Dit systeem laat de werkgever toe het brutoloon van jongeren tussen 18 en 20 jaar zonder werkervaring met een bepaald percentage te verminderen, mits toekenning van een forfaitaire netto toeslag.
Gelet op het ontbreken van de tabel voor het bepalen van de forfaitaire toeslag kon het systeem van de starterjobs in de praktijk nog niet worden toegepast.
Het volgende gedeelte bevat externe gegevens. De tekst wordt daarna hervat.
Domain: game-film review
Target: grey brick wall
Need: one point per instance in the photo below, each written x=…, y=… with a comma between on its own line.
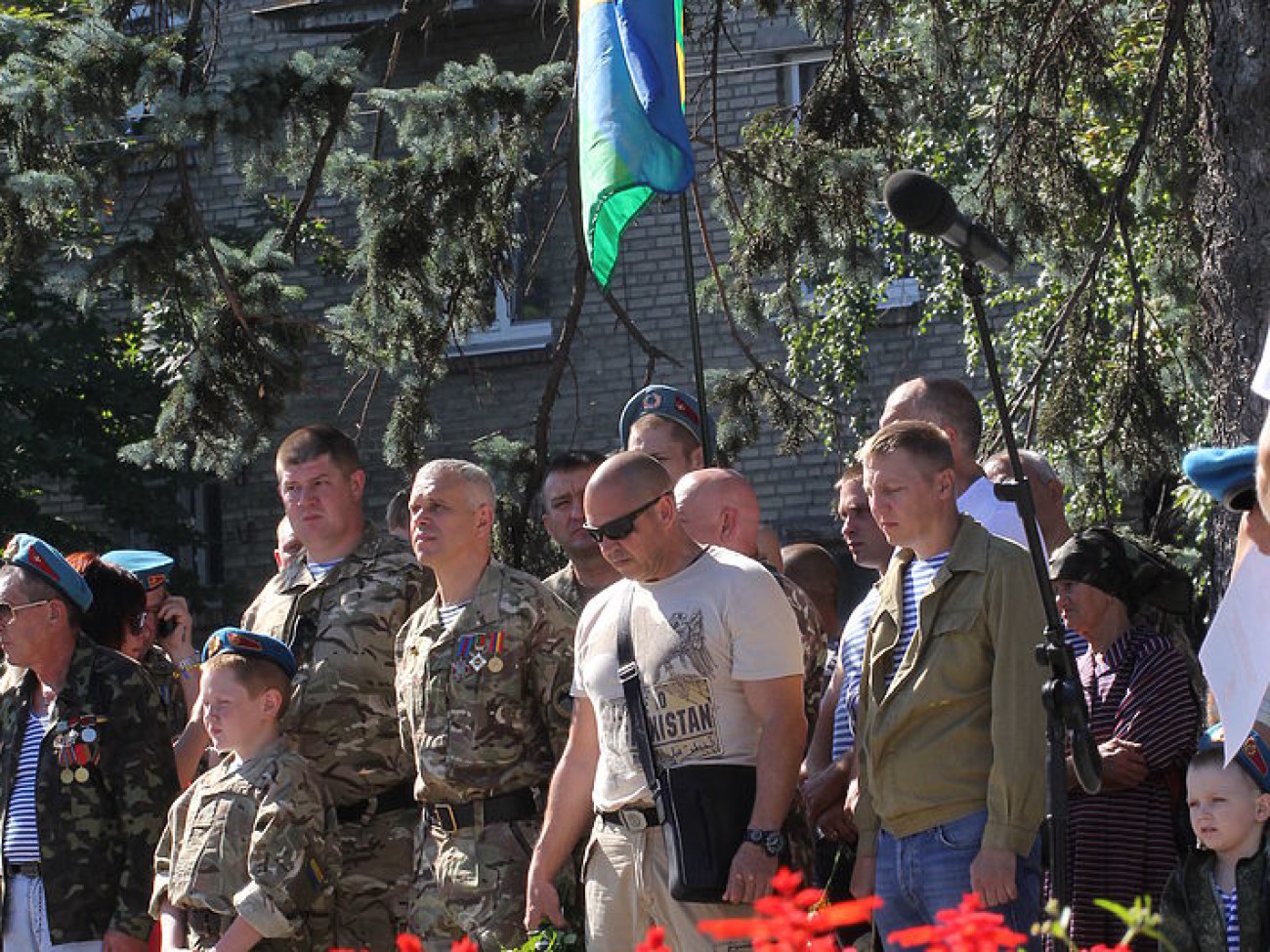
x=606, y=364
Er zijn nu wetsvoorstellen die de toepassing van het systeem van de starterjobs in de praktijk mogelijk moet maken.
Voorwaarden
Voor de toepassing van het systeem van de starterjobs moeten de volgende voorwaarden voldaan zijn:
- Jongere onder de 21 jaar;
- Jongere die onmiddellijk voorafgaand aan de aanwerving ingeschreven was als werkzoekende bij de bevoegde instelling van het Gewest (VDAB, Actiris, Forem of ADG);
- Jongere zonder ervaring;
- Loon dat het sectorbarema/GMMI niet overschrijdt;
- Arbeidsovereenkomst voor minstens een halftijdse betrekking
‘Jongere zonder ervaring’
De werknemer moet voldoen aan de definitie van “nieuwe werknemer zonder ervaring”.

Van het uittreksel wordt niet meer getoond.